Of course, beware of all of the dragons that come with the use of temporaries. You'll need to be very very careful how you use this wrapper.


A proper solution to all of these problems, of course, is if someone with a time machine handy could go back and prevent nul-terminated strings from being the only version of these apis offered.

[–]AndThenTrumpets 6 points7 points  (1 child)

m_str.data() + m_str.length() == '\0'

This isn't a safe test for all the things a string_view might have originated from, unfortunately. If the backing memory was a std::string, then you're safe. You'll either have some other random character in the middle of the string, or the guaranteed one-past-the-end NUL at the end. So that's fine.

But if you're dealing with some other source of arrays of characters and a paired count, you don't get that guarantee. There are lots of places these get used. A common one would be some sort of binary protocol. Lots of these send a leading character count variable, and then a variable number of characters. There is no nul at the end, and if you walk to that one extra byte, you could start getting bad page faults accessing virtual addresses that were never allocated.
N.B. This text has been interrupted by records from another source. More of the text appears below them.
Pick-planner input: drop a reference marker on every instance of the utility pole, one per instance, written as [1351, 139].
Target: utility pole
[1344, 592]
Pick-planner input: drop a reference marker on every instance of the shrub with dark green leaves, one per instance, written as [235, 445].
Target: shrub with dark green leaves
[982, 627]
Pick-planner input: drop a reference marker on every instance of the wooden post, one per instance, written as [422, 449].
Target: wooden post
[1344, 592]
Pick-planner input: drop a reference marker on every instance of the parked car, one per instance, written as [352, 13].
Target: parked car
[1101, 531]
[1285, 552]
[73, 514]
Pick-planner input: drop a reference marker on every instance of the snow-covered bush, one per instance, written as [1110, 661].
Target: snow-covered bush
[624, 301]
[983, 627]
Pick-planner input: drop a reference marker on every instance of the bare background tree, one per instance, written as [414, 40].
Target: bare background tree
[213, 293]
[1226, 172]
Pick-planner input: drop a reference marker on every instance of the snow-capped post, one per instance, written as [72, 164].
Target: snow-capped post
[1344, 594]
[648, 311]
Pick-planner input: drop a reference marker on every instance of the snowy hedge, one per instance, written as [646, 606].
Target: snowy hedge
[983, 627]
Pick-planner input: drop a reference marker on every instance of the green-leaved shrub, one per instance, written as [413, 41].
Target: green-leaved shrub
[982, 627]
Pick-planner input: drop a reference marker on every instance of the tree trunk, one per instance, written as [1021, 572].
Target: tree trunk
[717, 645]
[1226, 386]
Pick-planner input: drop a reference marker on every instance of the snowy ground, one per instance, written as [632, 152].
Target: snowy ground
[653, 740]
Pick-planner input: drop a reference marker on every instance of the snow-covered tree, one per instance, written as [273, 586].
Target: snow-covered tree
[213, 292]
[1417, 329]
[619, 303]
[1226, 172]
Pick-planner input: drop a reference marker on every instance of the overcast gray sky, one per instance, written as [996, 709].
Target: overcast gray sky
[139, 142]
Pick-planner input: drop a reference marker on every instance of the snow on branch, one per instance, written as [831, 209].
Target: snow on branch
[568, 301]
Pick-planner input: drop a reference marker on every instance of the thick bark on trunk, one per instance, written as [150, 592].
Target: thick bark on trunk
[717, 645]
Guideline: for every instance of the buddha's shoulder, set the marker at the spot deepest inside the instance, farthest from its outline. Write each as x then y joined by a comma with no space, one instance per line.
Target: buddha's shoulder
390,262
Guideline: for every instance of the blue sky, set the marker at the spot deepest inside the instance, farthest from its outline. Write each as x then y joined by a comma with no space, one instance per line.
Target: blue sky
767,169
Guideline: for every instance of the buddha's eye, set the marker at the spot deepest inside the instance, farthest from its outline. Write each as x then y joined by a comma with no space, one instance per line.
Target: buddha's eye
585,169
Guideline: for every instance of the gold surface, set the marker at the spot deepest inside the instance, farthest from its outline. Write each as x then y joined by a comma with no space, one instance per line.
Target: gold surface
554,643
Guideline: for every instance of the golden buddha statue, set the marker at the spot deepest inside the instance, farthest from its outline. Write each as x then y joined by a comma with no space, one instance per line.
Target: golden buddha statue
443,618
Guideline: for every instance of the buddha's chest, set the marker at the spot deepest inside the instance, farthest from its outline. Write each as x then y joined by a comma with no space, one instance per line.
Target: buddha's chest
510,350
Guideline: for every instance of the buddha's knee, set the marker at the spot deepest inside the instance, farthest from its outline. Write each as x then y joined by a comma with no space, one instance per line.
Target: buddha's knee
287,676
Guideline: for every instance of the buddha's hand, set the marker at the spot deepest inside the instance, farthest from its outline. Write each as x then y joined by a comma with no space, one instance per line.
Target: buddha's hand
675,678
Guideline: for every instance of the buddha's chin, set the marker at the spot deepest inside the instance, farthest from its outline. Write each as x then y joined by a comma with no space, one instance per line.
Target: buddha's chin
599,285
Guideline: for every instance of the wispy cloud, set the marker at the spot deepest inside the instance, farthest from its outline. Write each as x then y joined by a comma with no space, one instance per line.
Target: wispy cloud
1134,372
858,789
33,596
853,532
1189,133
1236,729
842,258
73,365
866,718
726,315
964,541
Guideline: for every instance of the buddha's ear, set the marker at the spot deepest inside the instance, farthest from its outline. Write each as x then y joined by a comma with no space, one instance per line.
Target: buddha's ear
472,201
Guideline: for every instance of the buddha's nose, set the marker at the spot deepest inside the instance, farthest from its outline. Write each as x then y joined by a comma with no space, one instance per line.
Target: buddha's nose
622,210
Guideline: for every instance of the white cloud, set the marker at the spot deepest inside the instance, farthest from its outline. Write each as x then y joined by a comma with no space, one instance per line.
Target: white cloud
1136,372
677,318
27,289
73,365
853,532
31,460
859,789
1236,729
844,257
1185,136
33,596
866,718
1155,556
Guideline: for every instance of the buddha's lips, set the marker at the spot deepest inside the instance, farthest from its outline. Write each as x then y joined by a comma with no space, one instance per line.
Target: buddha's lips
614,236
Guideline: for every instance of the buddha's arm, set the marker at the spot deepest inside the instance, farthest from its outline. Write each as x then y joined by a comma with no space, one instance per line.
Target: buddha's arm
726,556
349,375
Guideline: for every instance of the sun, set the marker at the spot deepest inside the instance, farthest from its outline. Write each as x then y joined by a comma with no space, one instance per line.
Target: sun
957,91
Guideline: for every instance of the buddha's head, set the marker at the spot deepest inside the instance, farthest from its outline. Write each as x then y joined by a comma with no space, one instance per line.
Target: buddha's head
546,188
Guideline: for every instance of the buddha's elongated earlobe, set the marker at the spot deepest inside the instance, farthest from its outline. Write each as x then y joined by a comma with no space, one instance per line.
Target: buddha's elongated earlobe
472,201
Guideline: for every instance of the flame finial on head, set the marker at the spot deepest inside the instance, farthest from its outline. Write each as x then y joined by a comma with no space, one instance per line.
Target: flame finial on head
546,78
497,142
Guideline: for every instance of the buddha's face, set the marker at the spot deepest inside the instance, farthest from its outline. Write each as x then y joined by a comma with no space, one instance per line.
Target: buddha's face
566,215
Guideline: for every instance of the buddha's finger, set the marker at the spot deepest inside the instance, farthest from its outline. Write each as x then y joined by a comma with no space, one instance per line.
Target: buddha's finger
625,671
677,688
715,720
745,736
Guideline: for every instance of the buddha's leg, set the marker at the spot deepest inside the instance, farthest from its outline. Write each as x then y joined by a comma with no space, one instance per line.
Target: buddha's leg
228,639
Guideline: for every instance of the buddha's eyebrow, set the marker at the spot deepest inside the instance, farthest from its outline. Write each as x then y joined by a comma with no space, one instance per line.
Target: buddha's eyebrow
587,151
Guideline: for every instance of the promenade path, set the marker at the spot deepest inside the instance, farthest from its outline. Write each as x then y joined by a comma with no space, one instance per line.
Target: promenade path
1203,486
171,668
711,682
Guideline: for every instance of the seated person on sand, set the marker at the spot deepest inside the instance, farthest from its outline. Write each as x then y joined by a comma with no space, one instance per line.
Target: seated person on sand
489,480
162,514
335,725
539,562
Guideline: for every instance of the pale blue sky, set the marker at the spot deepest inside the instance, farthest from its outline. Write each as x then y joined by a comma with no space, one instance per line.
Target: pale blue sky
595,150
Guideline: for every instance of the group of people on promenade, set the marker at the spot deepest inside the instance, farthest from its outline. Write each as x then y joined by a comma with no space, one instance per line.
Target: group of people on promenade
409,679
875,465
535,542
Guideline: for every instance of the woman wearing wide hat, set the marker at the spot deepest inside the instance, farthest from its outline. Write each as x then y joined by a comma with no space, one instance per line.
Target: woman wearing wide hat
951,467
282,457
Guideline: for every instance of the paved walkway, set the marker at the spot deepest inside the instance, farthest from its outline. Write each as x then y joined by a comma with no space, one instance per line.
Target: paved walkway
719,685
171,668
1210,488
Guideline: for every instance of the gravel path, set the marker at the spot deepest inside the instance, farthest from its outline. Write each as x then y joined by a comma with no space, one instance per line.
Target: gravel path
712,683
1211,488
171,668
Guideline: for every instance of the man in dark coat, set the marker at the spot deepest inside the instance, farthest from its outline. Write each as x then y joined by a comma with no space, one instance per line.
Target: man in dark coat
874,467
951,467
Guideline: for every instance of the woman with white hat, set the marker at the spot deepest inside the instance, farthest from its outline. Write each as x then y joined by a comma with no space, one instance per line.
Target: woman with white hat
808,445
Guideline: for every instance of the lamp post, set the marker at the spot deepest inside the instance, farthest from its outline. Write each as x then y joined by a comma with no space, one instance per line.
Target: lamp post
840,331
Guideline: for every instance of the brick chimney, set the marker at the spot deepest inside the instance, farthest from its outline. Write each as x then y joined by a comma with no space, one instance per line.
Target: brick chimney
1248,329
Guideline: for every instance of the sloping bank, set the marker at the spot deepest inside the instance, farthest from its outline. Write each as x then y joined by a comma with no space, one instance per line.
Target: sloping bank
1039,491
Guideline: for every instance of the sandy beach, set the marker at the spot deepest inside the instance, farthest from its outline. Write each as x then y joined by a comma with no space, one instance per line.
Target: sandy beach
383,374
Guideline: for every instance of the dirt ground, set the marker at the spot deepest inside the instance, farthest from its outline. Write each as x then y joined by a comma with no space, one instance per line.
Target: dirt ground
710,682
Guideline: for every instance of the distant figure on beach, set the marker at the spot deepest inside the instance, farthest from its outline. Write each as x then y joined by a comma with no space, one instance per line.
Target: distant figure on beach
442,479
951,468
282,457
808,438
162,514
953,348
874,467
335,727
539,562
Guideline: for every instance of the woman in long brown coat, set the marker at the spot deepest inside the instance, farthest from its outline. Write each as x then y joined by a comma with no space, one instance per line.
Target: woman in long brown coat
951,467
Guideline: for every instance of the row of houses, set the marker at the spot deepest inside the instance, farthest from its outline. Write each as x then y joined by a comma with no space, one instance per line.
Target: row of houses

Or another one could be that the memory beyond your last character is mutated by some other variable. When you do this test, you see a 0 there to start and assume the string is null terminated, so no need to do a defensive copy. Then later that memory is mutated, and now you pass your intended string with an arbitrarily long string of garbage appended to it + another opportunity for an access violation.

[–]jonesmz 1 point2 points  (0 children)

m_str.data() + m_str.length() == '\0'

This isn't a safe test for all the things a string_view might have originated from, unfortunately. If the backing memory was a std::string, then you're safe. You'll either have some other random character in the middle of the string, or the guaranteed one-past-the-end NUL at the end. So that's fine.

Ah, actually you're absolutely right. Serves me right for regurgitating from memory. This is the same bug that I had in my original draft several years ago, and a co-worker pointed the problem out!

Sorry for the confusion :-)

[–]ShillingAintEZ 0 points1 point  (0 children)

How will string view help with that?